CONCERN #2 aka “gimme a squeeze!”
But then let’s look at the whole idea of squeeze. Even if we assume that Woman A and Woman B have been guided to focus on the (seemingly) relevant orifice, muscular structures and organs pertaining to their particular issue; nonetheless squeezing may not be the helpful verb. In some cases, squeezing may cause new problems or further exacerbate existent problems.
There is this funny idea that women should want an ironclad vagina, and there is a related misconception that all female pelvic floor issues can be solved with muscular strengthening. Let’s dispel that; it’s an unhealthy myth. Actually, many women’s pelvic floors are too tight. (When I say female pelvic floor, I mean all the skin, muscles, connective tissues, nerves and the three holes that are between the pubic bone at the front, the tailbone at the back, and in between the two butt bones.)
For a variety of reasons (ranging from physical realities such as too much sitting and including emotional realities such as past trauma that’s held in the body) many women have a pelvic floor that’s very tight. A too tight (aka hypertonic) pelvic floor can actually cause the form of urinary incontinence called urinary urge incontinence. Excessive tightness in the pelvic floor can (i.) interfere with breath (and restricted breath in turn can cause a variety of issues, anxiety among them); (ii.) affect posture (postural imbalances can can cause any number of issues, excess muscular tension among them); (iii.) hinder access to sexual pleasure, as habitually tight musculature is oxygen deprived and, thereby, is sensation minimized; (iv.) cause a condition called vulvadinia where there is tenderness, pain and, perhaps, itchiness in the vulva; and (v.) make a vaginal childbirth harder, and, in some cases, not possible. This is just a partial list. Doing so-called kegels could even create these conditions, as one might repeatedly squeeze an already too-tight pelvic floor, in effect, making it tighter.
And so, remembering Women A’s urinary incontinence, if it is gleaned that she has urinary urge incontinence, then, in fact, we have ascertained that she has a too tight pelvic floor. Are we then going to want her to squeeze down there repeatedly? No.
Where there is excessive tightness, we want to create space, to foster relaxation and to create the possibility of a gentle stretch. We do not want to contract the muscles further. For sure, a generalized “squeeze, squeeze, squeeze! something (anything) so long as it’s down there!” will have some kind of effect on the body. But is it the desired effect? To recap, my second issue with kegels is the one-size-fits all verb: squeeze.
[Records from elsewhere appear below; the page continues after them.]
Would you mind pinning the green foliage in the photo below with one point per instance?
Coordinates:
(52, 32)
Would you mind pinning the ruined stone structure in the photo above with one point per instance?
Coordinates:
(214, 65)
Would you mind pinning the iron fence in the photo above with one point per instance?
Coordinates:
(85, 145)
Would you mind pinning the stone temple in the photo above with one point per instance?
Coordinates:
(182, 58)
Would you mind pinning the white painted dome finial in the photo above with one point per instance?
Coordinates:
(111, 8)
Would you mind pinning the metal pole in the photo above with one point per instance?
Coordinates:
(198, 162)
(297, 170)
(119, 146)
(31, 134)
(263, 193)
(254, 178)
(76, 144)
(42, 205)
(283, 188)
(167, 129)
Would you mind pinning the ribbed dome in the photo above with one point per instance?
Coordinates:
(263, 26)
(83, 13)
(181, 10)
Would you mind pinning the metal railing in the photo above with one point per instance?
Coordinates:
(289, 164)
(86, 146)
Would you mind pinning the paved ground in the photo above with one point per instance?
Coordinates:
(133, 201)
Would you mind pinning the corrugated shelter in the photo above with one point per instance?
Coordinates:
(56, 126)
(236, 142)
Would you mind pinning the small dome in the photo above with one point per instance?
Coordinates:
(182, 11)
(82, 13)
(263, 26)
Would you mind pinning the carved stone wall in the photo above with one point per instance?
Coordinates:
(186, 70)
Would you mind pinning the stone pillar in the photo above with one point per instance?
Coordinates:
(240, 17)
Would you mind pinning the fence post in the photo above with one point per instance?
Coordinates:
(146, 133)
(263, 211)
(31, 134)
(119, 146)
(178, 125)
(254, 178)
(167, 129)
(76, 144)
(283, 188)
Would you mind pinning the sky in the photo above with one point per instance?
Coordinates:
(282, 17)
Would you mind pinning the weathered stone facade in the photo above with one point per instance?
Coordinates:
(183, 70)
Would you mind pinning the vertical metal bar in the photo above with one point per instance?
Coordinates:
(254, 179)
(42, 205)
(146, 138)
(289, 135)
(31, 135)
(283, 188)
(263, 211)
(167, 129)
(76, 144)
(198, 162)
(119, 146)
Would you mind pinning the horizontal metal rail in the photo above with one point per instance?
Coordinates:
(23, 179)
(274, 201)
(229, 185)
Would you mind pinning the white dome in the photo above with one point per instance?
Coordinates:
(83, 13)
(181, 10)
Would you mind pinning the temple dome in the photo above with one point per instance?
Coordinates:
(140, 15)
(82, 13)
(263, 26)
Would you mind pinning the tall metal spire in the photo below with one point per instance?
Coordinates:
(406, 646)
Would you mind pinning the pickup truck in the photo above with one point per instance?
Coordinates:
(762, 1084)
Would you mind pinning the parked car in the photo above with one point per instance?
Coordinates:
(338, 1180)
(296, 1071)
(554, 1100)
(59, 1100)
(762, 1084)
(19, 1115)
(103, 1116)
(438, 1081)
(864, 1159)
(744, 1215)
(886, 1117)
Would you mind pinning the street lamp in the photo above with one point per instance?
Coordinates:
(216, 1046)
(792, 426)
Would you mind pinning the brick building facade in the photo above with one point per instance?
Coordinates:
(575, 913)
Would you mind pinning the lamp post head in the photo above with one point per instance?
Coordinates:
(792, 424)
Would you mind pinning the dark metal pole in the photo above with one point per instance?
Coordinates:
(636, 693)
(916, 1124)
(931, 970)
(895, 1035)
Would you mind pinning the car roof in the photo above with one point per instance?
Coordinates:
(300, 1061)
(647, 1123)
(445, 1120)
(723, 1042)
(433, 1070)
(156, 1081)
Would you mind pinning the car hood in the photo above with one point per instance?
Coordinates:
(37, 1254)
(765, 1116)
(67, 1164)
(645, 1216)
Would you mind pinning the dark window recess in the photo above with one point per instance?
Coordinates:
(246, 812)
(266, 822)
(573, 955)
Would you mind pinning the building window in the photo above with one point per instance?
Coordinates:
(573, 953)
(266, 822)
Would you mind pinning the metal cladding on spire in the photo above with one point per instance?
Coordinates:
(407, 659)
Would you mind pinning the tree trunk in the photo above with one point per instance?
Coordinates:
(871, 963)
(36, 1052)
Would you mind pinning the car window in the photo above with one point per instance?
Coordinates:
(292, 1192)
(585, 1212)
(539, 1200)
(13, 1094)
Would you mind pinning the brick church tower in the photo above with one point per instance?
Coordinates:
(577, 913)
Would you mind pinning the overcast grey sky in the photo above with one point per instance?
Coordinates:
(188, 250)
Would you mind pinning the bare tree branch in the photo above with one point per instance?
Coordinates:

CONCERN #3 aka “the promise of pelvic floor health in 1 easy step”
My third concern about so-called kegels is that the simplistic instructions do not take the time to aid women in building sensitive and deep awareness of their own pelvic floor, of their breath and of their emotional life. Pelvic floor awareness and health deserves and takes time. It cannot be (and should not be) like fast food.
It takes compassionate awareness, as well as time, to get to know our own pelvic floor, and to begin to work thoughtfully and specifically with its structures. I am describing the delicate process of awakening and befriending our own feeling-body. For someone to embark on rebalancing and reawakening their pelvic floor, they will need the support of someone who can create a safe space for the process. That guide must also be someone who is savvy about anatomy and kinesiology. It must be someone who has skills at teaching anatomy and kinesiology, not as a cerebral exercise but as “felt-anatomy.” This guide can come in the form of an occupational therapist or physical therapist who specialize in internal pelvic work, and/or in the form of a pelvic floor yoga teacher. Or… perhaps other individuals with specialized training and skills in this arena.